Each case is different. However some Boxer dogs with cardiomyopathy will reach a point where the ventricles of the heart expand. This causes the walls of the heart to become too thin and the heart itself will decline in strength.
Coughing may occur at this point. Owners should not panic if coughing occurs, as it may be something as simple as allergies...However, it is important to have it checked out as soon as possible.
How is this Diagnosed?
How do you know if your Boxer has cardiomyopathy (arrhythmia)? This is a part of why this canine disease can be so tricky. There is usually no symptoms during early stages. This is usually found during a routine vet visit. For this reason, we strongly encourage all owners to keep up with regularly scheduled visits, even if your Boxer seems very healthy.

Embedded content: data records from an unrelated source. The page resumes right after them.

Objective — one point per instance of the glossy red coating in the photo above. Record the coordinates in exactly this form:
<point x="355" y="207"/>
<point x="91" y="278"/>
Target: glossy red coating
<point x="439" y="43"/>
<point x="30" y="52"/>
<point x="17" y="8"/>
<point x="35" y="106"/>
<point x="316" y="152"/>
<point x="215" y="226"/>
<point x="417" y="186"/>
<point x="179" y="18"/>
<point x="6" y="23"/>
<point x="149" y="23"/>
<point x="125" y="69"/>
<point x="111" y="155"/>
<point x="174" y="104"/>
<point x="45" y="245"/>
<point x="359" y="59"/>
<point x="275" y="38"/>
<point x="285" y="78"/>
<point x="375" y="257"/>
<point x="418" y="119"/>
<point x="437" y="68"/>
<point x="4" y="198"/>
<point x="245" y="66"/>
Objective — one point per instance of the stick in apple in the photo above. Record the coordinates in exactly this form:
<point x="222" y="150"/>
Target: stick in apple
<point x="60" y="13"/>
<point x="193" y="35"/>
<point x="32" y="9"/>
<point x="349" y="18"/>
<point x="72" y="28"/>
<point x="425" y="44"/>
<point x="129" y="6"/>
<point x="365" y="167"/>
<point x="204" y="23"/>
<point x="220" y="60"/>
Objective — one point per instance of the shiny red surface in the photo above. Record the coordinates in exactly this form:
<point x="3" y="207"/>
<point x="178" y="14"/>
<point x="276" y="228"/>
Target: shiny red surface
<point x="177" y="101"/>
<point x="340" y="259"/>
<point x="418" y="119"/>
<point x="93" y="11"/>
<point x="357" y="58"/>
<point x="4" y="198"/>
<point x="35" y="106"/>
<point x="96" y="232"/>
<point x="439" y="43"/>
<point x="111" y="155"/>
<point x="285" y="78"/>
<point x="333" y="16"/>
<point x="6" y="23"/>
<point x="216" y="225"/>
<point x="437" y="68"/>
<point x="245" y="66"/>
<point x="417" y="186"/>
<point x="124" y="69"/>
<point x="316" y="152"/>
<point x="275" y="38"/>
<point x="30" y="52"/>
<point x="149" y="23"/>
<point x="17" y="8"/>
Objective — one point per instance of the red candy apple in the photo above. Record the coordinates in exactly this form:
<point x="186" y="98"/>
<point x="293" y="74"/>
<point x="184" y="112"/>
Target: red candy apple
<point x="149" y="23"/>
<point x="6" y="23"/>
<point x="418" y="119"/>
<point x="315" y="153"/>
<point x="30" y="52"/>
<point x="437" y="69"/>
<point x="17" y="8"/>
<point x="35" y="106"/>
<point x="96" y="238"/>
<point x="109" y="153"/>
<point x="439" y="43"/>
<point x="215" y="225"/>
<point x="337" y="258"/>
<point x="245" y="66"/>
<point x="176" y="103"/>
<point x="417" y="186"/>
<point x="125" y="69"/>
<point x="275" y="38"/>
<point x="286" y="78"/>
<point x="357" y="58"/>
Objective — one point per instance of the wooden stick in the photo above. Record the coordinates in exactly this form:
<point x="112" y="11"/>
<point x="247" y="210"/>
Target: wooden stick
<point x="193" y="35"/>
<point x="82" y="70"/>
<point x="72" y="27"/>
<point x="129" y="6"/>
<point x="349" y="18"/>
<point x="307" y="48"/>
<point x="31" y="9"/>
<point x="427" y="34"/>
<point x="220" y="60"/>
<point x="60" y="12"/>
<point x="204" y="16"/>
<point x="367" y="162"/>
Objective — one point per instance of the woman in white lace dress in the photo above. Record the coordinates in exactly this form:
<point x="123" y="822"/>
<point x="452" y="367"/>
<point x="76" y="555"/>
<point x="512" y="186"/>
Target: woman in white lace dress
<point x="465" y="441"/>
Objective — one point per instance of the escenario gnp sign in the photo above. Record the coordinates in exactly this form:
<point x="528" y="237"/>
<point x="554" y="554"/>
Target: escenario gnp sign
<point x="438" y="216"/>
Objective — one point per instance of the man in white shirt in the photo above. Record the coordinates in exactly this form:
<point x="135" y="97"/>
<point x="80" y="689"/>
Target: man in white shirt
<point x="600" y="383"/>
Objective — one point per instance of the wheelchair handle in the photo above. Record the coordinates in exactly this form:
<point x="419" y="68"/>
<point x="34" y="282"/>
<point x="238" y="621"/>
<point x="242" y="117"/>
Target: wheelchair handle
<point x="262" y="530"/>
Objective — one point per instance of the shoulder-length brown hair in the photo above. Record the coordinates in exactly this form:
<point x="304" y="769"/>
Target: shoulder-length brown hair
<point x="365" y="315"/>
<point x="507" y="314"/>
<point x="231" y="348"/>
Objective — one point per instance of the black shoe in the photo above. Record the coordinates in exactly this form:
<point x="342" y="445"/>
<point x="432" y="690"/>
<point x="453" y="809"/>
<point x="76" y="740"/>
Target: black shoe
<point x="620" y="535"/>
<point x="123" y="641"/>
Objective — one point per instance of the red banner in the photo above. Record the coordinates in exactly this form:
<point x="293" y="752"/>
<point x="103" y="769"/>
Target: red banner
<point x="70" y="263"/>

The heart arrhythmias are not always identified by using a stethoscope. It all depends on the actual frequency of the abnormal heart rhythm.
Usually, the cardiomyopathy will cause an extra heart beat or a skipped beat and it must occur without a corresponding pulse in order to be deemed cardiomyopathy arrhythmia. If the frequency is just right, a veterinarian will be able to detect this during a normal checkup.
As your Boxer grows older, he or she will reach an age of having geriatric visits...This means that the regular testing will change a bit...And part of this is to take more time to listen to the heart beat. Be sure to discuss this with your dog's veterinarian.
Normally, your dog’s veterinarian will use 1 hand to hold the stethoscope and 1 hand is put on the dog’s hind leg to feel their pulse. Why on the hind leg? This area contains a large femoral artery which vets find one of the best areas to properly feel a dog’s pulse.